After submitting the above I see that there are a bunch of other answers that all get 4. They are all correct but not really proofs; just because you see a pattern looking at the first 8 or so powers does not show that it will repeat for ever. I think with what I have above you have ironclad proof

Answer 2

Ok, let's look at a pattern here. The remainder when N is divided by M is called N mod M. So you are asking, what is 3^98 mod 5. Two things we know -- it must be a whole number between 0 and 4, and it cannot be 0 because 3^98 has no 5's as factors. So let's look at some lower powers of 3 mod 5 and see if there is a pattern.
3^0 mod 5 = 1
3^1 mod 5 = 3
3^2 mod 5 = 4
3^3 mod 5 = 2
3^4 mod 5 = 1
3^5 mod 5 = 3
3^6 mod 5 = 4
3^7 mod 5 = 2
3^8 mod 5 = 1
So you see there is a cyclic pattern here, 3,4,2,1. You can define this pattern in terms of mod 4. Extening it to 98, you get 3*98 mod 5 = 4.
Interesting question here.

Answer 3

The answer is 4. You can tell because the last number of each power of three progresses as follows: 3, 9, 7, 1, 3, 9, 7, 1,...

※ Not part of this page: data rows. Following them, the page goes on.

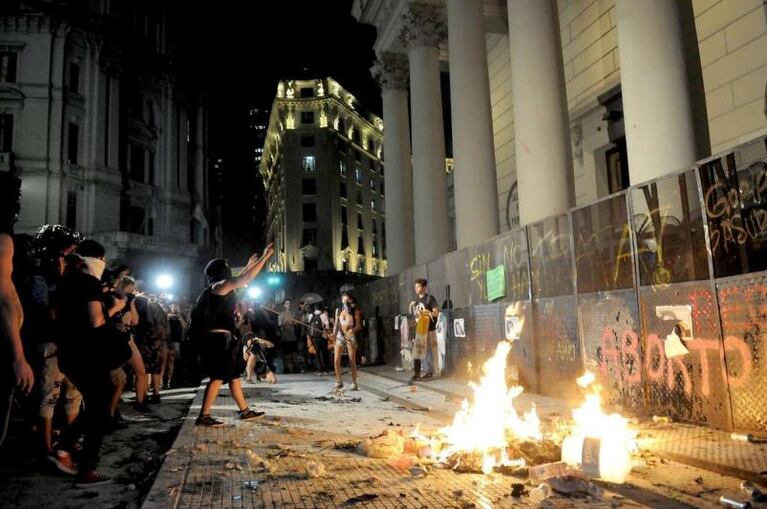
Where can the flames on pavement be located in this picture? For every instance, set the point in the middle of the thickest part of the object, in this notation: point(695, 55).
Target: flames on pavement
point(489, 434)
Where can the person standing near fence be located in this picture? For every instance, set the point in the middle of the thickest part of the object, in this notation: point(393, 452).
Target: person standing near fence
point(426, 311)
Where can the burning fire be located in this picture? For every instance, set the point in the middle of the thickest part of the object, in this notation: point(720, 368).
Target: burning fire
point(486, 425)
point(599, 444)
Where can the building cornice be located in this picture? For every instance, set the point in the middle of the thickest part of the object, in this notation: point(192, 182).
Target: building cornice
point(423, 24)
point(391, 71)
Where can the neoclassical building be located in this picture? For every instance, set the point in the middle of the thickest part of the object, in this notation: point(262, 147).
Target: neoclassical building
point(323, 174)
point(554, 104)
point(104, 135)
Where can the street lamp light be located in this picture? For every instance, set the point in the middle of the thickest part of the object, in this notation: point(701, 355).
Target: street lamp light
point(254, 292)
point(164, 281)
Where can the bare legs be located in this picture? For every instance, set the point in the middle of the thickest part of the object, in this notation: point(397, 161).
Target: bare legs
point(211, 391)
point(137, 364)
point(353, 361)
point(171, 364)
point(339, 349)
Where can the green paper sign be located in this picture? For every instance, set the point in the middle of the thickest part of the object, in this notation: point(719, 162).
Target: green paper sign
point(496, 283)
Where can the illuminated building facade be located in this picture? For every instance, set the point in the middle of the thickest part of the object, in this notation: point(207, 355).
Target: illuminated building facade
point(323, 173)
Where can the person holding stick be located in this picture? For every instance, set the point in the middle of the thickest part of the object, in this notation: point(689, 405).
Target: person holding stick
point(346, 328)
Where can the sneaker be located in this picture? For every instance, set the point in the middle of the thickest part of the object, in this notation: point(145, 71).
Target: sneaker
point(248, 414)
point(142, 407)
point(207, 420)
point(63, 461)
point(115, 424)
point(91, 478)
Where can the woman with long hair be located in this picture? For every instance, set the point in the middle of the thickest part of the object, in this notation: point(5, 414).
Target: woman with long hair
point(346, 330)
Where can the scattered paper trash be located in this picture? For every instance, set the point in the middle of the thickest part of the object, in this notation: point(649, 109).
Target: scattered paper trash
point(747, 437)
point(257, 463)
point(518, 490)
point(569, 485)
point(753, 492)
point(673, 346)
point(733, 504)
point(388, 444)
point(315, 469)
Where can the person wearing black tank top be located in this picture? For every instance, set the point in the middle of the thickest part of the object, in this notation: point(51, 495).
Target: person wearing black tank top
point(213, 320)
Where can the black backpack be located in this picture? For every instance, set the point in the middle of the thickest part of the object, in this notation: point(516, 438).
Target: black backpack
point(199, 316)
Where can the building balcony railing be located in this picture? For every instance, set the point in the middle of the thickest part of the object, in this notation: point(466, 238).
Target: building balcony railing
point(129, 240)
point(75, 170)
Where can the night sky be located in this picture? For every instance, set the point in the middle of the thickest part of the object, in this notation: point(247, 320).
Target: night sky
point(238, 51)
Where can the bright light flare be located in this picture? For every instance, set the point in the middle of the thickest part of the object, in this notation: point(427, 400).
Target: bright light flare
point(487, 424)
point(164, 281)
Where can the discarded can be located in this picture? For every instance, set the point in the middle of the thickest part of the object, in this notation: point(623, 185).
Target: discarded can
point(747, 437)
point(539, 494)
point(734, 504)
point(540, 473)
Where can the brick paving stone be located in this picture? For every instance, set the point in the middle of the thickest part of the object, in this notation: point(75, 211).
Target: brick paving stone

So, you can divide 98 by four to find out where in the cycle you lie. You get something with a remainder of 2.... and that plants you on 9. So, your remainder is 4.

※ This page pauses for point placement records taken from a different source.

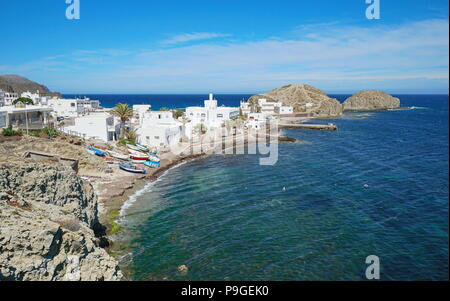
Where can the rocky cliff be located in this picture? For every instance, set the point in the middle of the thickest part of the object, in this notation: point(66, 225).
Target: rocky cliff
point(48, 219)
point(371, 100)
point(19, 84)
point(304, 98)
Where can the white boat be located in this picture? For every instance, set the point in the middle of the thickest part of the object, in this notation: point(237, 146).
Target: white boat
point(153, 158)
point(133, 147)
point(117, 155)
point(142, 147)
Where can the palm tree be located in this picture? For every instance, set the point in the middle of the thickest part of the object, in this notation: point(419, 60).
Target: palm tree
point(124, 112)
point(23, 100)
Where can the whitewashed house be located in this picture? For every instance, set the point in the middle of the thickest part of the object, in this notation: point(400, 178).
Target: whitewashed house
point(3, 116)
point(158, 129)
point(256, 121)
point(285, 110)
point(245, 107)
point(26, 117)
point(10, 97)
point(138, 113)
point(2, 98)
point(95, 125)
point(63, 107)
point(210, 115)
point(75, 107)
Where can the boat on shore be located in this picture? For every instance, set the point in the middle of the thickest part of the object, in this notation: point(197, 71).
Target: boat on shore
point(94, 151)
point(118, 155)
point(153, 157)
point(133, 147)
point(131, 168)
point(142, 147)
point(99, 148)
point(139, 157)
point(152, 164)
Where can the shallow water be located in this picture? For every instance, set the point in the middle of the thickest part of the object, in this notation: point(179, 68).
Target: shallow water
point(379, 185)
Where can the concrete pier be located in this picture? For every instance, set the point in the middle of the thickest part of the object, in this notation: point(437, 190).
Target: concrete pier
point(324, 127)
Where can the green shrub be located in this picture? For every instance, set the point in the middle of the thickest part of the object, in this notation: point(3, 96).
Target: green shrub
point(50, 131)
point(115, 227)
point(123, 141)
point(8, 132)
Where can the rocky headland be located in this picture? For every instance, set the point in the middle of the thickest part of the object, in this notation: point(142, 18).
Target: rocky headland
point(49, 225)
point(18, 84)
point(304, 98)
point(369, 100)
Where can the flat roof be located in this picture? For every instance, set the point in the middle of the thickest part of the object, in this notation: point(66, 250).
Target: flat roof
point(13, 109)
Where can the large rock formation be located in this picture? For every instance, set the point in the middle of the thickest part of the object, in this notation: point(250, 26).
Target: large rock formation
point(304, 98)
point(19, 84)
point(371, 100)
point(47, 220)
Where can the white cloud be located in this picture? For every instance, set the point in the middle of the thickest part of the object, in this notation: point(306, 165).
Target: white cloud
point(408, 55)
point(196, 36)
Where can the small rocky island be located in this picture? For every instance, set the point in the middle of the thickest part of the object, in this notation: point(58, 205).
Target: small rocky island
point(369, 100)
point(303, 98)
point(49, 221)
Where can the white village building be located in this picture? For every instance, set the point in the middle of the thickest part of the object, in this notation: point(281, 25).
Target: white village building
point(138, 113)
point(3, 116)
point(68, 108)
point(2, 98)
point(158, 129)
point(256, 121)
point(30, 117)
point(268, 107)
point(245, 107)
point(9, 97)
point(210, 115)
point(95, 125)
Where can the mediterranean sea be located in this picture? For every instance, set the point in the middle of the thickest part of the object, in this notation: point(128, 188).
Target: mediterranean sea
point(377, 186)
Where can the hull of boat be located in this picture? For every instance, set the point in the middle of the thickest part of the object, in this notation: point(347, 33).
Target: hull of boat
point(118, 156)
point(133, 147)
point(131, 168)
point(152, 164)
point(142, 147)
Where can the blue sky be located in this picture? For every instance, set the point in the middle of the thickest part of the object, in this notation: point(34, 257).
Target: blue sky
point(247, 46)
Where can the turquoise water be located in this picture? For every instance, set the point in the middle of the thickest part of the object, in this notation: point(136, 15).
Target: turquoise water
point(379, 185)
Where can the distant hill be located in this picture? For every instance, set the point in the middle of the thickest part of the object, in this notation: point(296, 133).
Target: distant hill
point(19, 84)
point(371, 100)
point(299, 95)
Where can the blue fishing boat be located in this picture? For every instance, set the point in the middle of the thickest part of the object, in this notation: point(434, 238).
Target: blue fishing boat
point(142, 147)
point(131, 168)
point(152, 164)
point(95, 151)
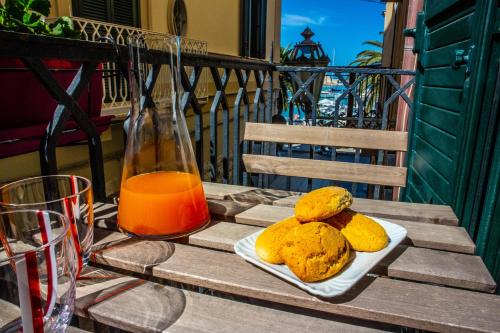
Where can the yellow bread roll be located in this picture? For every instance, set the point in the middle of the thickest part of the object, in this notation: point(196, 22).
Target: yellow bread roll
point(315, 251)
point(322, 203)
point(362, 233)
point(268, 244)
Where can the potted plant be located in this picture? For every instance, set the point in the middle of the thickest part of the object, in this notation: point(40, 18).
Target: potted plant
point(24, 120)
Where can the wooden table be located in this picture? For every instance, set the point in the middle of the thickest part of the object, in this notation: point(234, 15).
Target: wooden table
point(432, 282)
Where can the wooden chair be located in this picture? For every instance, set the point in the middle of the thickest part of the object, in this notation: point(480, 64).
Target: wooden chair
point(321, 169)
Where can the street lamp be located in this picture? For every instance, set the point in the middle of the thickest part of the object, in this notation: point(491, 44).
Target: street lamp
point(308, 54)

I should have gone into math.

Mike

Answer 4

The answer is 4 becuase the remainder of 3^1 is 3, 3^2 is 4, 3^3 is 2, 3^4 is 1, 3^5 is 3, 3^6 is 4, and the pattern continues after every 4 exponents. Therefore, 98-96, which is the highest multiple of 4 that is lower than it, is two, and the remainder of 3^2 divided by 5 is 4

Answer 5

2.
-->3^98 is that same as starting with 1 and multiplying it by 3 98 times. Start with 1*3:
3 3/5 = 0 rem 3
3*3 = 9 9/5 = 1 rem 4
3*3*3 = 27 27/5 = 5 rem 2
3*3*3*3 = 81 81/5 = 16 rem 1
3*3*3*3*3 = 243 243/5 = 48 rem 3
3*3*3*3*3*3 = 729 729/5 = 145 rem 4

the remainder repeat every 4th time (3,4,2,1),
98/4 = 24 remainder 2
So, the remainder repeat as 3,4,2,1 24 times before 2 on the 98th time you multiply by 3.

Answer 6

You divide 398 by using 5 like regularly taking place so 5 doesnt go into 3, so divide 39 by using 5. so your first variety is 7, so there's a 4 left. next deliver down the 8, so it really is 40 8 divided by using 5 so your 2d variety is 9. yet there remains a three left over, it is your the relax

Answer 7

3^98=(3^4)^24 * 9 = 81^24 * 9

The last digit for all powers of 81 is allways 1.
(It is obvious but it can be prooved)

We have to proove that for every n there exists an
integer k so that 81^n=10*k+1

a) For n=1 81^1=81 --> 8*10+1 (ok!)
b) Accept for n=r it is TRUE so 81^r=10m+1
c) For n=r+1 we have
81^(r+1)=81*81^r=81*(10m+1)=(80+1)*(10m+1)
=800m+80+10m+1 = 10*(81m+8) + 1 = 10*S+1


If we mulptiply this number by 9 we get a number with last
digit the number 9 (you can proove it as above!!) so the remainder is 4.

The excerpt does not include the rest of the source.